Собрав мужицкие отряды, Махно взбесившимся чертом носился по степи, воюя со всеми, кто сюда приходил — с австрийцами и германцами в 1918 году, на следующий год попеременно ожесточенно хлестался и с красными, и с петлюровцами, доставалось и белым с донскими казаками.
С первыми он, впрочем, мирился время от времени, тогда его воинство почтительно называлось бригадой РККА, а сам атаман был даже награжден орденом Боевого Красного Знамени.
Именно коварный удар отрядов Махно в сентябре прошлого года и пресечение железнодорожных перевозок по всему Приазовью сорвали наступление войск генерала Деникина на Москву.
В этом году батька уже вовсю воевал с красными, выступая под лозунгом «вольных мужицких советов без комиссаров и чрезвычаек». Истребление советских работников и продотрядов носило повсеместный характер и полностью сорвало вывоз хлеба.
Несмотря на все усилия, Красной армии не удалось подавить мужицкое движение. Местное население, находясь под опекой Нестора Махно все эти годы, чрезвычайно разбогатело на грабеже городов и проезжающих поездов, а потому батьку боготворило, всегда укрывало, кормило его воинство и предупреждало о любых действиях карателей, благодаря чему махновцы оказались неуловимы.
Собственно «армии» у Махно не имелось, только сотня его самых преданных головорезов, однако по первому его сигналу все села немедленно выставляли хорошо вооруженные отряды, обильно обеспеченные патронами. И неслись по степи пулеметные тачанки, запряженные сильными, сытыми и резвыми конями.
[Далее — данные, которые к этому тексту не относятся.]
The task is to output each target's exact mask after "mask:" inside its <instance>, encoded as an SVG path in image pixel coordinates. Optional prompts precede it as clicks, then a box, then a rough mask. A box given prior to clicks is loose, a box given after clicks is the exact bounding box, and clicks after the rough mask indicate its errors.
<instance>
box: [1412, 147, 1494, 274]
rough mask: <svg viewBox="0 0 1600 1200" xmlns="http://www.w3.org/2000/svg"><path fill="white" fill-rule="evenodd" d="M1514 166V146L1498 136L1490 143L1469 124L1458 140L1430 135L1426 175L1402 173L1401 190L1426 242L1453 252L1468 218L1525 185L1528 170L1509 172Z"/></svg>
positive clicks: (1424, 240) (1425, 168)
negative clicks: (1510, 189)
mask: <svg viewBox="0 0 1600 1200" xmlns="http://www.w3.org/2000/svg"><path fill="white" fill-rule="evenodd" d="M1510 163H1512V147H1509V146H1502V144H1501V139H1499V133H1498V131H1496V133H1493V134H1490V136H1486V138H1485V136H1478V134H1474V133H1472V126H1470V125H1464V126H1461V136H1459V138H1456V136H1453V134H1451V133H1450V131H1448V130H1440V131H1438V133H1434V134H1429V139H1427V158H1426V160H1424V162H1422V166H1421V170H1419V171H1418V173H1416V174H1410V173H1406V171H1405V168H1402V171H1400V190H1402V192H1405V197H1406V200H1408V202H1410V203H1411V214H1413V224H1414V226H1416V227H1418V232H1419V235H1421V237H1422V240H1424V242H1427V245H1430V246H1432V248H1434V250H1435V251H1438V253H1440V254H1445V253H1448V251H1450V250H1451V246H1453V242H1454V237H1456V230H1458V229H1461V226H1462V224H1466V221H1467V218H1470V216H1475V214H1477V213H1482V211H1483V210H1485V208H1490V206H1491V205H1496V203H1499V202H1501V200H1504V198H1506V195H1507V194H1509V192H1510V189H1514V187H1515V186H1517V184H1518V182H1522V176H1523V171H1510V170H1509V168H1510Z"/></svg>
Махновское воинство, ощерившееся во все стороны пулеметами, представляло собою грозную, по местным меркам, силищу в два пулеметных полка, справиться с которой так и не смогли до недавнего времени ни белые, ни красные. Да и как их поймаешь, если степь большая, пехота на своих двоих лошадей не догонит!
С кавалерией, включая казаков, махновцы легко справлялись, выкашивая атакующие лавы массированным пулеметным огнем. Такая тактика всегда приносила успех, добившись которого, батька распускал свою «армию» по домам. И стояли у своих хат довольные крестьяне, недоуменно пожимая плечами на вопросы красных и белых всадников, что продолжали безуспешно гоняться по степи за неуловимым Махно.
Хорошо отдохнув, упившись самогоном, мужики снова выкатывали свои повозки из сараев, запрягали коней, выкапывали пулеметы и растягивали длинные черные транспаранты, где большими белыми буквами были написаны весьма доходчивые слова — спереди «X… уйдешь», а сзади «х… догонишь».
Такая незамысловатая агитация действовала на их оппонентов просто убийственно! Перефразируя одно американское изречение, Махно мог бы сказать, что доброе слово в сочетании с пулеметом «максим» действует более доходчиво, чем просто слово.